Description
A fast one-pan dinner that captures classic egg roll flavor—savory chicken, tender-crisp cabbage, and a punchy garlic-ginger sauce—served straight from the skillet.
Ingredients
1 tablespoon neutral oil (avocado or canola)
1 lb (454 g) ground chicken
1 medium yellow onion, diced (about 1 cup)
4 cloves garlic, minced
1 tablespoon fresh ginger, grated
6 cups green cabbage, thinly sliced (about 600 g)
1 cup carrots, shredded (about 100 g)
1/4 cup low-sodium soy sauce
1 tablespoon rice vinegar
1 teaspoon honey or brown sugar (optional)
1/2 teaspoon black pepper
Salt, as needed
1/4 teaspoon red pepper flakes (optional)

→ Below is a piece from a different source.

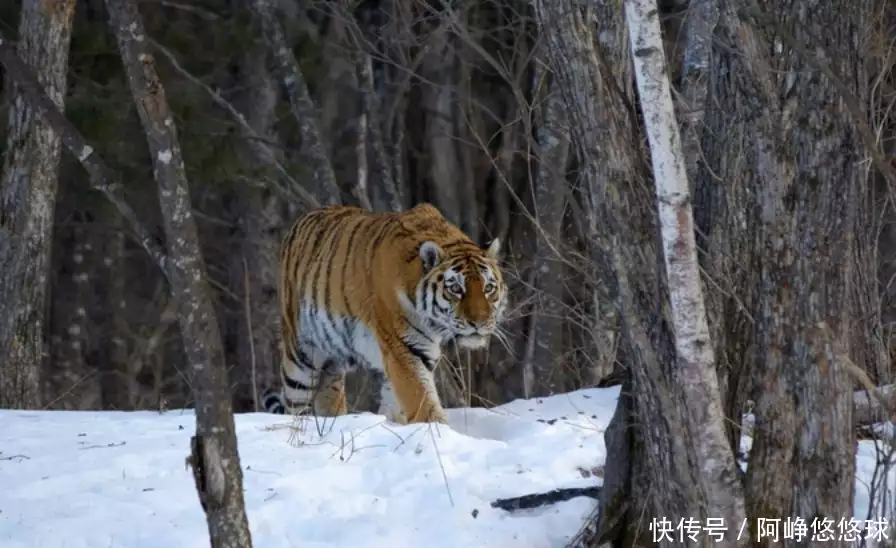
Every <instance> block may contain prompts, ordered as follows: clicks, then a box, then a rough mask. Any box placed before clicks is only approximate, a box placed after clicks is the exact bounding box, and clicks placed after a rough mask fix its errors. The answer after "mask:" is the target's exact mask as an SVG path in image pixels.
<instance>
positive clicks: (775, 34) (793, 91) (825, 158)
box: [709, 1, 867, 545]
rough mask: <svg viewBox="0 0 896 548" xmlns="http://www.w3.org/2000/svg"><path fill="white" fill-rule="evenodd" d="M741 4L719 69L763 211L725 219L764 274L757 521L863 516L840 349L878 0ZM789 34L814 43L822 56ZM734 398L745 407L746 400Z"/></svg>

2 teaspoons toasted sesame oil
2 green onions, sliced (optional garnish)
1 tablespoon toasted sesame seeds (optional garnish)
Instructions
1. Heat the neutral oil in a large skillet over medium-high heat. Add the ground chicken and cook 5–7 minutes, breaking it up, until mostly cooked through and lightly browned.
2. Add the diced onion and cook 2–3 minutes until slightly softened.
3. Stir in the garlic and grated ginger; cook 30–60 seconds until fragrant.
4. Add the sliced cabbage and shredded carrots. Toss and cook 6–8 minutes, stirring often, until the cabbage is tender but still slightly crisp.
5. Pour in the soy sauce and rice vinegar. Add honey or brown sugar (if using), black pepper, and red pepper flakes (if using). Stir and cook 1–2 minutes to coat evenly.
6. Turn off the heat and stir in the toasted sesame oil. Taste and adjust seasoning with salt if needed. Garnish with green onions and sesame seeds if desired. Serve warm.
Notes
Shortcut: Use 7–8 cups bagged coleslaw mix instead of slicing cabbage and shredding carrots.
For meal prep, store in the refrigerator up to 4 days. Reheat with a splash of water to loosen the sauce.
For extra veggies, add sliced bell pepper or mushrooms with the cabbage.